In quest’ottica va letto il viaggio di Enzo Moavero Milanesi, primo ministro degli Esteri italiano a recarsi in Egitto dal 2015 e, dunque, dall’esplodere nell’anno successivo del drammatico caso Regeni. La visita di tre giorni (dal 4 al 6 agosto) era stata preceduta il 18 luglio scorso da quella del ministro degli Interni Matteo Salvini, che in quell’occasione aveva avuto modo di chiedere ad al Sisi di fare piena chiarezza sull’assassinio del giovane ricercatore friulano.

Durante la tre giorni nel Paese arabo, il protocollo ha previsto numerose visite e colloqui. Il 4 agosto Moavero Milanesi ha inaugurato 19 nuovi ambulatori dell’ospedale italiano di Abbaseya, alla presenza del ministro della Salute egiziano e dell’ambasciatore italiano. Il giorno successivo il titolare della Farnesina ha incontrato il presidente al Sisi ed il ministro degli Esteri Sameh Shoukry, dicendosi soddisfatto per le rassicurazioni di collaborazione sul caso Regeni e per l’avvicinamento di vedute sulla crisi libica, negli ultimi anni spina nel fianco delle relazioni tra i due Paesi.

Nella stessa giornata ha visitato la chiesa di Boutroseya, bersaglio nel 2016 di un attentato in cui morirono 29 persone, ha incontrato il patriarca copto ortodosso Teodoro II e, infine, si è recato nel Museo egizio di piazza Tahrir, ove si è svolta l’inaugurazione di una mostra di reperti scoperti da archeologi italiani o restituiti dal nostro Paese. Ieri mattina, invece, Moavero Milanesi ha visitato il “Grand Egyptian Museum”, il nuovo museo dedicato alle antichità egizie in costruzione vicino alle Piramidi, dove si trovano attualmente alcuni pezzi del tesoro di Tutankhamon in fase di restauro. Ha poi incontrato il primo ministro Mostafa Kemal Madbouly ed il Grande Imam dell’Università di al Azhar.

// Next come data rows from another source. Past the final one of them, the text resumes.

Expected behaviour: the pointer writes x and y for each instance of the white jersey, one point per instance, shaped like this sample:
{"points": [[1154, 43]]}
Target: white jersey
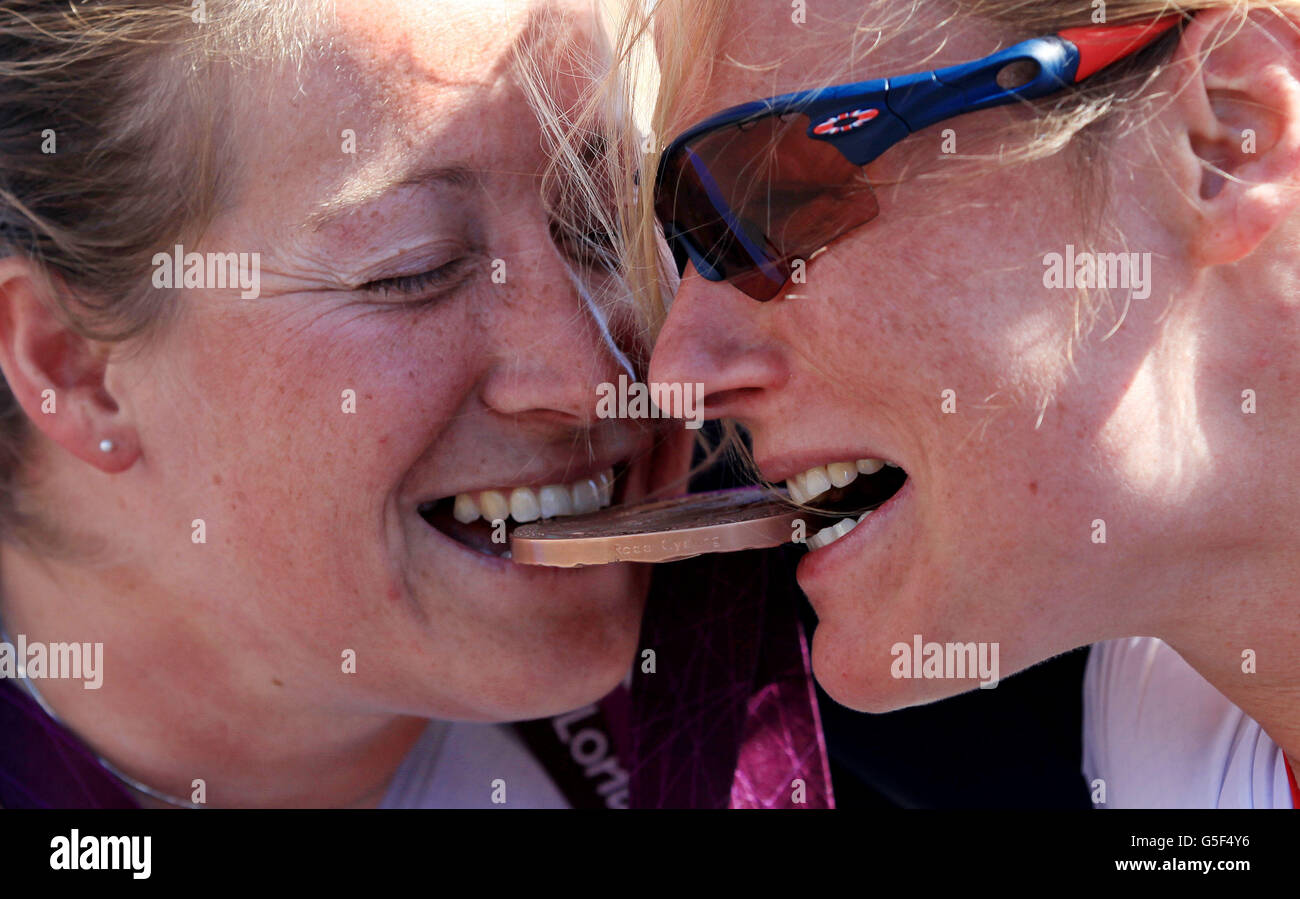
{"points": [[455, 764], [1160, 735]]}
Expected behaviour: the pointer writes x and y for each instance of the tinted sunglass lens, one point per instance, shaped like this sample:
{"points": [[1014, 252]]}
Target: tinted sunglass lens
{"points": [[759, 196]]}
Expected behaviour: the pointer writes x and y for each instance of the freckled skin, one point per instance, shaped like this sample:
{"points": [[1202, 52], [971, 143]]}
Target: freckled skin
{"points": [[225, 656], [943, 291]]}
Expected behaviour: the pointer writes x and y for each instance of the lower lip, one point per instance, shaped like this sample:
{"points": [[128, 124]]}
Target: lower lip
{"points": [[830, 563]]}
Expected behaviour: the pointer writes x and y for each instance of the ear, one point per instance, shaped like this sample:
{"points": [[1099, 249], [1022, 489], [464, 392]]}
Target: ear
{"points": [[56, 374], [1236, 105]]}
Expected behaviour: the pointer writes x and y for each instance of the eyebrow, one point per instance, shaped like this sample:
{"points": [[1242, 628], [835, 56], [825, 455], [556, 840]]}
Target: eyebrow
{"points": [[356, 195]]}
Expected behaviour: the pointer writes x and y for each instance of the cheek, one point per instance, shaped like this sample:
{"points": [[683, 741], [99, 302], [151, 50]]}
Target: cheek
{"points": [[289, 431]]}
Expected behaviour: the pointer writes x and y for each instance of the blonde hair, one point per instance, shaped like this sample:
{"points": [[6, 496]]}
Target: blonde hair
{"points": [[115, 142], [688, 39]]}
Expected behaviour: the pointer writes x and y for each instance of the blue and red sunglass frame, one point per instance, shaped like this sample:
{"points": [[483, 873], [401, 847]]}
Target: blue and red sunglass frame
{"points": [[865, 118]]}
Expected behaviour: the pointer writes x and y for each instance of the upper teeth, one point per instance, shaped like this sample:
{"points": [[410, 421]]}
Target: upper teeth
{"points": [[529, 504], [820, 478]]}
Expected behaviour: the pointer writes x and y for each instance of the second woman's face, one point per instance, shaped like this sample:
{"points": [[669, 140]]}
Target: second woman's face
{"points": [[417, 338], [927, 338]]}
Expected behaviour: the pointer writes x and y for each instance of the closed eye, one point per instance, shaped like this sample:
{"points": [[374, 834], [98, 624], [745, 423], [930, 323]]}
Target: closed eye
{"points": [[419, 283]]}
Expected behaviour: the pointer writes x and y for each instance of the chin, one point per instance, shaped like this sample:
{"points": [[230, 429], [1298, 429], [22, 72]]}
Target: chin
{"points": [[867, 676]]}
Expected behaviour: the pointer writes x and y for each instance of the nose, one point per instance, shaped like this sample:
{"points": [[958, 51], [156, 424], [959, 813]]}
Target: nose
{"points": [[718, 337], [550, 346]]}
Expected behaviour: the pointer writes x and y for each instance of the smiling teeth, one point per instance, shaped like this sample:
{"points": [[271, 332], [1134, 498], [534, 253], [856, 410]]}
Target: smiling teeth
{"points": [[528, 504], [809, 485]]}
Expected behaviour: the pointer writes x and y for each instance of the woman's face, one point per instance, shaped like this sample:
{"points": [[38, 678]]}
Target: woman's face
{"points": [[411, 153], [993, 537]]}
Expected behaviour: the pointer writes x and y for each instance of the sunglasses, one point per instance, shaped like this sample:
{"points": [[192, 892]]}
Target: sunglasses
{"points": [[753, 190]]}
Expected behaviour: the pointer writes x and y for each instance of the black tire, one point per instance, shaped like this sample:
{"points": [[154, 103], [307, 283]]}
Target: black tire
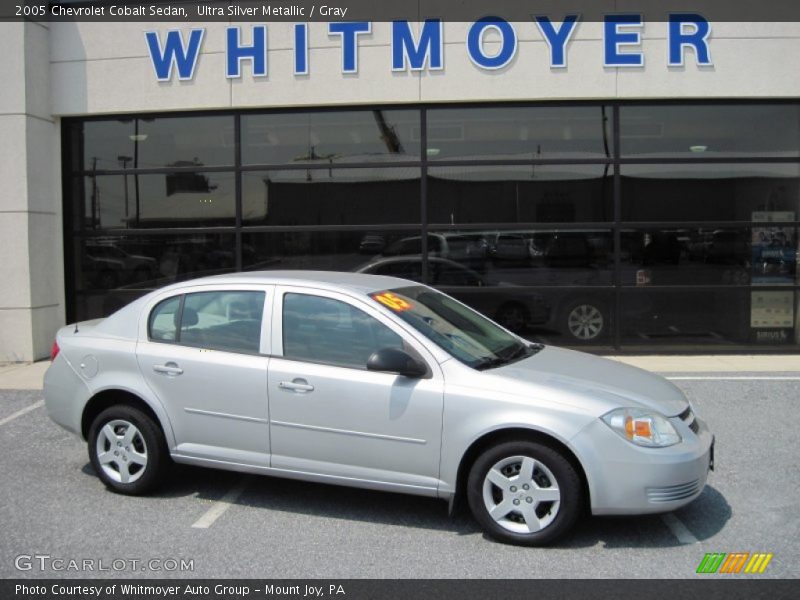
{"points": [[558, 516], [107, 280], [148, 441], [513, 316]]}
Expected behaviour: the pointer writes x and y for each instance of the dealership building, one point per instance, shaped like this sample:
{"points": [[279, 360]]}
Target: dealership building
{"points": [[620, 185]]}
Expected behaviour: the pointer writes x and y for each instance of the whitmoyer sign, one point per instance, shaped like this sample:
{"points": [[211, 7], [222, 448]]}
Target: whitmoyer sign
{"points": [[491, 44]]}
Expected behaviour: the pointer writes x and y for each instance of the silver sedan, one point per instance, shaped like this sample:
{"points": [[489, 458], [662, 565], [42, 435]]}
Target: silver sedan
{"points": [[373, 382]]}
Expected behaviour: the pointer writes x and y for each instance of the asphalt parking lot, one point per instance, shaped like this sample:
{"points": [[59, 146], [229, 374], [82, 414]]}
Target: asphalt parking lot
{"points": [[230, 525]]}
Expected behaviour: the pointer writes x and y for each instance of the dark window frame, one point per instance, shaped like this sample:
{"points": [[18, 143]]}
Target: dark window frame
{"points": [[613, 163]]}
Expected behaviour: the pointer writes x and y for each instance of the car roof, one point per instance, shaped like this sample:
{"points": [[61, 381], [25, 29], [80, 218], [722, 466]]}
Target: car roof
{"points": [[334, 280]]}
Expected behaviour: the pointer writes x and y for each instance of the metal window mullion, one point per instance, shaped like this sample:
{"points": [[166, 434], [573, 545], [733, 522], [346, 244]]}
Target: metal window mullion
{"points": [[423, 192], [237, 185], [617, 233]]}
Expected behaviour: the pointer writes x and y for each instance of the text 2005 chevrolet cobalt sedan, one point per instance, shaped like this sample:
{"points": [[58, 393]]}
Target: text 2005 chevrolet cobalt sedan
{"points": [[373, 382]]}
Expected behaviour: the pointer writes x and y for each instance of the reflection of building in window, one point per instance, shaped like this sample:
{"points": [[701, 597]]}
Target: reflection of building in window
{"points": [[188, 182]]}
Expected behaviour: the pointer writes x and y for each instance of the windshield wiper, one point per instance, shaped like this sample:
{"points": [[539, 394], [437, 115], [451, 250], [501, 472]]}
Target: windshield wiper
{"points": [[489, 363], [520, 352]]}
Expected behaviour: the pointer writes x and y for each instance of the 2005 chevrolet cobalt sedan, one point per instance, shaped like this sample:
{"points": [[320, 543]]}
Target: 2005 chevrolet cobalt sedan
{"points": [[373, 382]]}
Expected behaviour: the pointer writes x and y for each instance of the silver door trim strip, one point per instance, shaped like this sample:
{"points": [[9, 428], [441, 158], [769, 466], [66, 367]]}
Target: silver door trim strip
{"points": [[379, 436], [209, 413]]}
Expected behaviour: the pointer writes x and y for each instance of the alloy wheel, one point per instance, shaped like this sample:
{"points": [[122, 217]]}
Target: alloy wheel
{"points": [[585, 322], [121, 451], [521, 494]]}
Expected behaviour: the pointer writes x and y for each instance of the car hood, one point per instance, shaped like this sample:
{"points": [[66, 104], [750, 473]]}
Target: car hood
{"points": [[608, 384]]}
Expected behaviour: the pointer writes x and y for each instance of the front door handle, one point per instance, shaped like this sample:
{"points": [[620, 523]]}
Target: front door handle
{"points": [[296, 385], [170, 368]]}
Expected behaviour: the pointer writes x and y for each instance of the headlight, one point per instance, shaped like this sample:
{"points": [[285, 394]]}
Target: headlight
{"points": [[642, 427]]}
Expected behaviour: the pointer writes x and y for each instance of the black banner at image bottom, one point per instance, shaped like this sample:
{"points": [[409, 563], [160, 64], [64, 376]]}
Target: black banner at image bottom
{"points": [[378, 589]]}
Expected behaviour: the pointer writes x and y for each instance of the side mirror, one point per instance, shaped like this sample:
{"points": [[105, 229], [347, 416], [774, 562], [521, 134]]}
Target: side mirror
{"points": [[394, 360]]}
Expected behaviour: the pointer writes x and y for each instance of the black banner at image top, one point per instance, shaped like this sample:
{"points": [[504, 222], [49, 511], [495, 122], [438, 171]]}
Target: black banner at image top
{"points": [[388, 10], [384, 589]]}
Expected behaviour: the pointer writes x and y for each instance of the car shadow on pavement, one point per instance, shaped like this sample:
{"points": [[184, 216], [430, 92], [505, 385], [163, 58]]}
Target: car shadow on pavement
{"points": [[704, 518]]}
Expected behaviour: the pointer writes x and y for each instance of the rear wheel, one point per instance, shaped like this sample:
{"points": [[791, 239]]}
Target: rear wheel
{"points": [[127, 450], [585, 321], [524, 493]]}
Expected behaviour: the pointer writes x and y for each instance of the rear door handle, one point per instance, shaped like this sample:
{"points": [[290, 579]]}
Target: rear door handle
{"points": [[169, 368], [296, 385]]}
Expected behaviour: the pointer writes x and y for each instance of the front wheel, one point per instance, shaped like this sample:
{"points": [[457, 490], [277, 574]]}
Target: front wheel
{"points": [[524, 493], [127, 450]]}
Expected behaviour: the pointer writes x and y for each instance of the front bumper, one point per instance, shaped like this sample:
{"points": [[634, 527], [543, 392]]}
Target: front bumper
{"points": [[626, 479]]}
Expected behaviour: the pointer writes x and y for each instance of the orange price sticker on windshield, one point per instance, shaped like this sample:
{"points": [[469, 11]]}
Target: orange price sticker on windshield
{"points": [[392, 301]]}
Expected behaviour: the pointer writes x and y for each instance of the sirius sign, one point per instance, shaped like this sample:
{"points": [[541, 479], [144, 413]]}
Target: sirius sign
{"points": [[687, 34]]}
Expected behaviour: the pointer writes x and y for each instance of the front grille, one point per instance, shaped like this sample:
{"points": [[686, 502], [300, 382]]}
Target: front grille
{"points": [[671, 493]]}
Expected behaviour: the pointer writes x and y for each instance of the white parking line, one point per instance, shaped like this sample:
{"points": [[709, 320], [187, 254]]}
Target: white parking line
{"points": [[21, 412], [732, 378], [221, 505], [678, 529]]}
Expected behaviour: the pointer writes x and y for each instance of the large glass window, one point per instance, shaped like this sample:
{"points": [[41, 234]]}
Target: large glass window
{"points": [[331, 138], [182, 199], [146, 143], [520, 194], [331, 196], [682, 235], [710, 131], [710, 192], [321, 250], [518, 133]]}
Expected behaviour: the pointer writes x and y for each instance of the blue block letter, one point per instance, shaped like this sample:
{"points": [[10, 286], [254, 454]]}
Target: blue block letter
{"points": [[257, 53], [174, 52], [301, 49], [614, 38], [697, 38], [349, 33], [557, 39], [508, 47], [405, 52]]}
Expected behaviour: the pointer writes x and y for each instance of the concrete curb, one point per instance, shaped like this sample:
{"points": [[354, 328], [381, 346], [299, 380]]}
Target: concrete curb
{"points": [[28, 376]]}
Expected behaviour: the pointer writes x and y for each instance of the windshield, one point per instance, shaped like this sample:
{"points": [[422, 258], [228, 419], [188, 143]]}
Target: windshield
{"points": [[465, 334]]}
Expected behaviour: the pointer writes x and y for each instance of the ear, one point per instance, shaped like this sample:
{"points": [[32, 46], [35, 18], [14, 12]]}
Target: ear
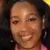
{"points": [[43, 22]]}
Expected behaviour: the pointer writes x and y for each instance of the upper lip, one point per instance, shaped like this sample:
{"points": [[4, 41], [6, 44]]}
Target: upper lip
{"points": [[25, 33]]}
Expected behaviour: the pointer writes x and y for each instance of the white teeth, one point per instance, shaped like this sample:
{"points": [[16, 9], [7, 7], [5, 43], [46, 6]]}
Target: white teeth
{"points": [[26, 37]]}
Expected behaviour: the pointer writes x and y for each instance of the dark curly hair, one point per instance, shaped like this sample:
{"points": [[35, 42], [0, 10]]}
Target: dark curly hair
{"points": [[40, 5]]}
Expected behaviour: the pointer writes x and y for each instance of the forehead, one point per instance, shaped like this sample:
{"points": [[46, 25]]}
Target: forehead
{"points": [[23, 8]]}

Nonostante il grande spazio riservato alle visite culturali ed agli incontri con le principali autorità religiose del Paese, l’aspetto geopolitico ha assunto nel viaggio di Moavero Milanesi un ruolo preponderante, a cominciare dall’intesa sulla Libia: entrambi i governi sono infatti contrari alla scelta di far svolgere il 10 dicembre le elezioni parlamentari nell’ex Stato di Gheddafi, secondo quanto ipotizzato a maggio alla conferenza internazionale tenutasi in Francia e sostenuta da Macron. Oltre alle affermazioni di principio, Roma e Il Cairo vorrebbero prima far raggiungere alle forze in campo un accordo di massima, sapendo bene che eventuali consultazioni subirebbero le ingenti (per usare un eufemismo) interferenze delle milizie.

Sotto questo aspetto, la contrarietà del nostro “rivale” Haftar è incoraggiante: non a caso Moavero Milanesi ha già detto di volerlo incontrare a breve. Visti anche i positivi riscontri del summit di Washington tra Donald Trump e Giuseppe Conte, l’Italia dovrebbe approfittare del contesto attuale per proteggere la “Quarta sponda” dalle influenze francesi e tornare a giocare un ruolo di rilievo nel Mediterraneo.

Il bilancio della visita di Moavero Milanesi risulta dunque ampiamente positivo ed accelera il processo di riavvicinamento tra Italia ed Egitto, rafforzato dal ritorno dell’ambasciatore italiano al Cairo nel settembre dello scorso anno. Tale legame risulterà decisivo per gli sviluppi futuri dell’area. Le turbolenze degli ultimi anni, insieme alla necessità di non osservare passivamente la riscrittura dei rapporti di forza nel Medio Oriente allargato, obbligano il nostro Paese ad abbandonare l’introversione in politica estera per tornare ad essere protagonisti nel nostro cortile di casa.